GAP’s blog “Tribunal Ruling Shows That UN Whistleblowers Cannot Be Protected” reviews the logic applied by the United Nations Appeals Tribunal (UNAT) when it rejected an application for relief from retaliation submitted by two UN whistleblowers. The applicants to the Tribunal were Ai Loan Nguyen-Kropp and Florin Postica, two investigators in the Office of Internal Oversight Services (OIOS) at the UN Secretariat, who disclosed that their supervisor, Michael Dudley, then Acting Director, had tampered with evidence in an investigation. Subsequently, both were subjected to an investigation, which was ultimately closed without charging them, and which a subsequent supervisor conceded was unwarranted and a wasteful use of resources.

In part, the UNAT rejected Nguyen-Kropp’s and Postica’s application for protection by arguing that an investigation is not in itself damaging, if the subjects are, in the end, exonerated of misconduct. Only an unjustified finding of culpability is contestable as reprisal at the UN.

GAP – and many others – argue differently. In many cases, the simple fact that a person is under investigation is damaging. Everyone knows this: it is the principle behind malicious gossip.

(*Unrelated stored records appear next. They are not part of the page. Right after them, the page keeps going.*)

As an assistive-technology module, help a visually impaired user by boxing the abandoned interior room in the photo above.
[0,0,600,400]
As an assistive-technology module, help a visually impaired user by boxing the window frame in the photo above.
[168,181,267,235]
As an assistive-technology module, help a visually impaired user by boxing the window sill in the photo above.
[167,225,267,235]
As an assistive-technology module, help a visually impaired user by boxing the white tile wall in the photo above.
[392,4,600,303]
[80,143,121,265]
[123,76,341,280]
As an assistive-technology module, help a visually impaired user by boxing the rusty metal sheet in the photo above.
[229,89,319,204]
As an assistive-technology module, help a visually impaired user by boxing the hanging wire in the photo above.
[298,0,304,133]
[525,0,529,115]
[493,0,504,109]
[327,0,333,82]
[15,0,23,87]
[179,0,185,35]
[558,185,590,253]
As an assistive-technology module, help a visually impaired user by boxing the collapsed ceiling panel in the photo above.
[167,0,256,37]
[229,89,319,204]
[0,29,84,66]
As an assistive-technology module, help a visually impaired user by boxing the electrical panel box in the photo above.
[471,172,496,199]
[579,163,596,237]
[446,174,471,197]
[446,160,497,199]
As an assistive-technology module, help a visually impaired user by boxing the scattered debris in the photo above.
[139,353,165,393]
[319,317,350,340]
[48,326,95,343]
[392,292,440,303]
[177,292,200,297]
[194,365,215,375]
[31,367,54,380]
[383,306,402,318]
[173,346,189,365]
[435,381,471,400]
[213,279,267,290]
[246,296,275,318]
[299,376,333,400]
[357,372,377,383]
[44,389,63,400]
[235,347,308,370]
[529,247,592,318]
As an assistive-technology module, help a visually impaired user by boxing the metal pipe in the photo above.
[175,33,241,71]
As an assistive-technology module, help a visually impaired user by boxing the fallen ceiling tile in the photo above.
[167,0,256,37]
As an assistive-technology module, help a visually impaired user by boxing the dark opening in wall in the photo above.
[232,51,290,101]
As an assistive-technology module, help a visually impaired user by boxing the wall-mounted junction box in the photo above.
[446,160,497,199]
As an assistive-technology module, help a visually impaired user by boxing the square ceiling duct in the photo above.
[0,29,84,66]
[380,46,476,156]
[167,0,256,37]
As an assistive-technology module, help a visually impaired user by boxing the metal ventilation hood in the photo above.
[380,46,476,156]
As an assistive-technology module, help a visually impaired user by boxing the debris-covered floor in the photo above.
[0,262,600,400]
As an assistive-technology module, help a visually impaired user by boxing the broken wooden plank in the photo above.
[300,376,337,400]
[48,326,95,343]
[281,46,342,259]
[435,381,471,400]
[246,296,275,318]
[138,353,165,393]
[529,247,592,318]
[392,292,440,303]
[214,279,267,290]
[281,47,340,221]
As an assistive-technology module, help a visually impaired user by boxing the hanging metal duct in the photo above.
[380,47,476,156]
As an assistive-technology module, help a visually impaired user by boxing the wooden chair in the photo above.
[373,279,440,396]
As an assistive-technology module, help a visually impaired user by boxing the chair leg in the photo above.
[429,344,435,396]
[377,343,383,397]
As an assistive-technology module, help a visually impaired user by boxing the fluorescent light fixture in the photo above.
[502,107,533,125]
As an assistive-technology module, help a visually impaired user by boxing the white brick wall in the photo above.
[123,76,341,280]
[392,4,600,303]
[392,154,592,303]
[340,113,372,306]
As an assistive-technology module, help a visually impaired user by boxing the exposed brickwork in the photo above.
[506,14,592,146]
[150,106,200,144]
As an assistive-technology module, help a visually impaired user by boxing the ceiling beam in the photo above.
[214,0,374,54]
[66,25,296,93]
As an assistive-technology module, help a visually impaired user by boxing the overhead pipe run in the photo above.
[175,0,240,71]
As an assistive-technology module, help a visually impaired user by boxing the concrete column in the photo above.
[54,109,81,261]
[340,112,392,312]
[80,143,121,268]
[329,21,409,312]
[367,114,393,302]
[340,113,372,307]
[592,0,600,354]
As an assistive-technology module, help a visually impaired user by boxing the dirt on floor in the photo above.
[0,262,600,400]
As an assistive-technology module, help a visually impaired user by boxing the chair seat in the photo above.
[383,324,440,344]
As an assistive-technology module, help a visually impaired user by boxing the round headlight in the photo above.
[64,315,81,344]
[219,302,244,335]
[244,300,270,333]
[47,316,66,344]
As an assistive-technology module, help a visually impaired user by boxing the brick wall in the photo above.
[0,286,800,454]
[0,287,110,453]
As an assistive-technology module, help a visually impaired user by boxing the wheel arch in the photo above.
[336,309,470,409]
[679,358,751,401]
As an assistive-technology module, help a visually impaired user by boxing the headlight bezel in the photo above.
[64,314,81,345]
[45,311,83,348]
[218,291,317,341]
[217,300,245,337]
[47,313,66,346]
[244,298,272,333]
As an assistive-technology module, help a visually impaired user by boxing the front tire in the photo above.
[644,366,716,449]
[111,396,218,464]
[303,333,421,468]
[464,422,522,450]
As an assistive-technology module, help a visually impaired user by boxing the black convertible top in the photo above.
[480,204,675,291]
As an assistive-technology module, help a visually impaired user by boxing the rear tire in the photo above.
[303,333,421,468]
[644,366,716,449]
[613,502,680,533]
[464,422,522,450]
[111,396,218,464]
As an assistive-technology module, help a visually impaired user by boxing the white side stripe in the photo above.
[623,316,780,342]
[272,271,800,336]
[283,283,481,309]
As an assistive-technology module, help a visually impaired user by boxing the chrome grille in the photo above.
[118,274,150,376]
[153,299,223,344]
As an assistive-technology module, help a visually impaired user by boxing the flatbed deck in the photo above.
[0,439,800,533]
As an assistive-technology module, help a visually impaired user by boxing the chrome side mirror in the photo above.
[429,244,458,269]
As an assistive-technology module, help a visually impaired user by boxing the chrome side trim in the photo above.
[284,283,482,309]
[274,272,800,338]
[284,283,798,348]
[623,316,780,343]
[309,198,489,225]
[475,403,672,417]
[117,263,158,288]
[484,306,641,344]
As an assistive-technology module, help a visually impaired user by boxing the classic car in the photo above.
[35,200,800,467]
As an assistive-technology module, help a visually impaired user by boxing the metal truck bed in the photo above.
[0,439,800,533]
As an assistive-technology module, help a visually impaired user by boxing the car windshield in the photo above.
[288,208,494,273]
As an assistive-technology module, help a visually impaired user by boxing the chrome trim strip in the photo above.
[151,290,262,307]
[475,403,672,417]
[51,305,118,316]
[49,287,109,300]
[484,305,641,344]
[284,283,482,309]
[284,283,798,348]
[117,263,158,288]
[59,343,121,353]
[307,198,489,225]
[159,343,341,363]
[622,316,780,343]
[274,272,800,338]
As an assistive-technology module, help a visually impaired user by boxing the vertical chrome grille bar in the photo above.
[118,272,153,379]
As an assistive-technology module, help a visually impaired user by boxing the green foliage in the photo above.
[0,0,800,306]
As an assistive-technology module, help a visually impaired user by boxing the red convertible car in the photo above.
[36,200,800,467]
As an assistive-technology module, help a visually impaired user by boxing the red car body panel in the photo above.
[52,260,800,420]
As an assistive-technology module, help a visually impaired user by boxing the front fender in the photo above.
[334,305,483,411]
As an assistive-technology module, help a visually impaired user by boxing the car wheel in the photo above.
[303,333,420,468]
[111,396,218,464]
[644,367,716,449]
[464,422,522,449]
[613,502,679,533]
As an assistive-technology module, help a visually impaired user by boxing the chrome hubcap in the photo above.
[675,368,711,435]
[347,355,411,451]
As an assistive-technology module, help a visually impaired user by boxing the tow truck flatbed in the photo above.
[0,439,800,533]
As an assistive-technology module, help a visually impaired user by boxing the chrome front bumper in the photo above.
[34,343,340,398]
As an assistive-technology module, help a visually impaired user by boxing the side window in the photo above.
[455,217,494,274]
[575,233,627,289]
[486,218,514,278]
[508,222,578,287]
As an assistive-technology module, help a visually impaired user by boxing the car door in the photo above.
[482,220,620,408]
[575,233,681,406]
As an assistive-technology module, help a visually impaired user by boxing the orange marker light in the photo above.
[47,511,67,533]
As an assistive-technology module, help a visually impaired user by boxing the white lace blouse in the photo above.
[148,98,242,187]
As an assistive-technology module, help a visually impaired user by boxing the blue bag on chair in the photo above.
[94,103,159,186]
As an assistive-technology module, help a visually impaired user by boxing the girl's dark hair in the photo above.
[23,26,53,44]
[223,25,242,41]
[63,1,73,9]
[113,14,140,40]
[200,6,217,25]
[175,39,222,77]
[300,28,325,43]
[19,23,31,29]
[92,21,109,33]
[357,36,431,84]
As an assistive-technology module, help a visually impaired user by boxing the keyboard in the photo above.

Now, the UN itself acknowledges the harmful impact that an investigation may have, regardless of its final conclusions regarding guilt or innocence. This impact, however, is acknowledged in the UN recruitment processes, not in its whistleblower protection practices. Today, if you were to apply for a position at the UN Secretariat, you would be compelled to respond to the following question: “Have you ever been the subject of a workplace investigation, disciplinary proceedings, disciplinary sanctions, and/or any similar process by any organization relating to possible misconduct?  Please provide details of all such cases (including cases in which allegations were not ultimately established).”

So the UN’s own job application process reveals the damage of an investigation. If either of our two whistleblowers were to apply for positions at the UN, they would have to explain why they were investigated in order to proceed. Clearly, the UN Human Resources Department views the process of investigation, when a job applicant is the subject, as relevant to recruitment.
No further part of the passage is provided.